Part of the grant funding for vaccine development and testing has been exceptionally awarded to projects that will only deliver results in the medium term, as the global race for a SARS-CoV-2 vaccine will likely not produce one in time to stop the first wave of the pandemic. A group of researchers at the Butantan Institute, in São Paulo, will identify and test different candidate technologies for a vaccine against the novel coronavirus. This will inform Butantan’s broader strategy for creating technology platforms to produce vaccines. “These platforms can then be used to develop vaccines against different diseases by simply modifying genetic information or a protein to change the target. The few COVID-19 vaccines that are already being tested on humans were developed within existing platforms,” says biochemical and pharmaceutical engineer Renato Astray, a researcher at the Butantan Institute’s Multipurpose Laboratory, who is leading the project. Our efforts, he explains, will be dedicated to developing a second generation of vaccines against COVID-19. “We don’t know whether the vaccines coming out over the following months will be effective or whether they will produce a lasting immune response. We may need to continue developing more effective vaccines, and this is the horizon our project will explore.”

In the Federal District, researchers at the University of Brasília (UnB) are looking to track virus spread by monitoring sewer water. They hope this will enable early detection of transmission hotspots. Chemist Fernando Fabriz Sodré, a researcher at the UnB Institute of Chemistry who is leading the project, has previously collaborated with the local water and sewage utility and the civil and federal police to monitor sewer water for the presence of illicit drugs and metabolites, as a way of estimating the level of exposure to these substances. “When the pandemic broke out, we decided to adapt our line of research with assistance from colleagues at other departments,” says Sodré.
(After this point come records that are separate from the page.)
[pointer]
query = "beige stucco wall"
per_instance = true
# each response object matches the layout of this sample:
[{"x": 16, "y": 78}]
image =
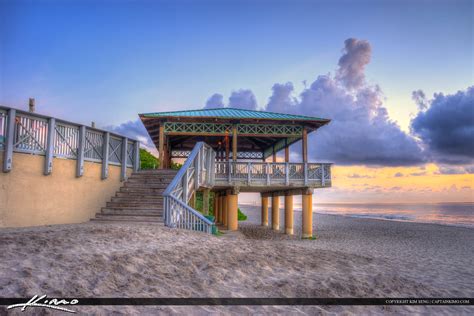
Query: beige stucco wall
[{"x": 29, "y": 198}]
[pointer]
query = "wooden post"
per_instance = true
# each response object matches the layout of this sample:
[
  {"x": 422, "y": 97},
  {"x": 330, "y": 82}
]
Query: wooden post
[
  {"x": 264, "y": 210},
  {"x": 9, "y": 142},
  {"x": 192, "y": 201},
  {"x": 288, "y": 214},
  {"x": 232, "y": 213},
  {"x": 48, "y": 156},
  {"x": 221, "y": 205},
  {"x": 80, "y": 151},
  {"x": 136, "y": 158},
  {"x": 234, "y": 143},
  {"x": 305, "y": 145},
  {"x": 205, "y": 201},
  {"x": 105, "y": 156},
  {"x": 216, "y": 206},
  {"x": 226, "y": 140},
  {"x": 161, "y": 145},
  {"x": 31, "y": 105},
  {"x": 276, "y": 213},
  {"x": 307, "y": 214},
  {"x": 123, "y": 167},
  {"x": 225, "y": 210}
]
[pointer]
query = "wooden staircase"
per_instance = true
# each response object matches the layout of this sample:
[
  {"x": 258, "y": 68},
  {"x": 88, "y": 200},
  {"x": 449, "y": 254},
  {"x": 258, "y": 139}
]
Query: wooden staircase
[{"x": 140, "y": 199}]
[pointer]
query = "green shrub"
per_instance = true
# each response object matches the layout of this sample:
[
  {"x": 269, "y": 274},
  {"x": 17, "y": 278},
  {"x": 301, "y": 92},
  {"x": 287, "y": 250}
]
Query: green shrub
[
  {"x": 175, "y": 166},
  {"x": 147, "y": 160},
  {"x": 241, "y": 216}
]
A number of papers published in early March drew attention to the fact that RNA fragments from the novel coronavirus had been detected in stool samples even before they were detectable in patients’ upper airways. “Monitoring sewer water can help to anticipate potential patterns of virus spread,” says Sodré. Nearly all sewage produced in Brasília flows through treatment plants—15 of them—of which 8 were selected to provide samples. Samples will be collected on a weekly basis over the next two years. “It will be interesting to measure the effects of government strategies by analyzing sewage,” says Sodré, who now plans to expand his research to monitor the spread of other viruses and chemical toxins.